A new meta-analysis on omega-3s, published in the Journal of the American Medical Association, is making waves in mainstream media with articles spouting titles such as, "More Evidence That Omega-3 Supplements Don't Work."
But two top nutrition associations dispute the findings.
"Our main concern is that the results of this meta-analysis will be taken out of context," said Duffy MacKay, N.D., vice president, scientific and regulatory affairs, Council of Responsible Nutrition (CRN).

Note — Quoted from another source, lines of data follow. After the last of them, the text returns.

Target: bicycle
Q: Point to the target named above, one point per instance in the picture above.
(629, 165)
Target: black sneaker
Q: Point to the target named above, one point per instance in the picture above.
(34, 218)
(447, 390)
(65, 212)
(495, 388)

Researchers from the University Hospital of Ioannina in Greece reviewed 20 studies that included nearly 70,000 patients and found no statistical significance to support the claim that omega-3 supplementation leads to a lower risk of adverse cardiovascular events. The study was published Sept. 11.
However, the Global Organization for EPA and DHA (GOED) calls the study flawed. "Given the flawed design of this meta-analysis, bypassing the advice of the American Heart Association or the 2010 Dietary Guidelines for Americans by stating that omega-3s are not cardioprotective could be harmful to public health," said Adam Ismail, GOED executive director.
Among the study's other flaws, CRN's Duffy stated, "This meta-analysis combined studies that were not comparable in their design (e.g., studies on healthy individuals were combined with those targeting diseased individuals), which makes the results more skew."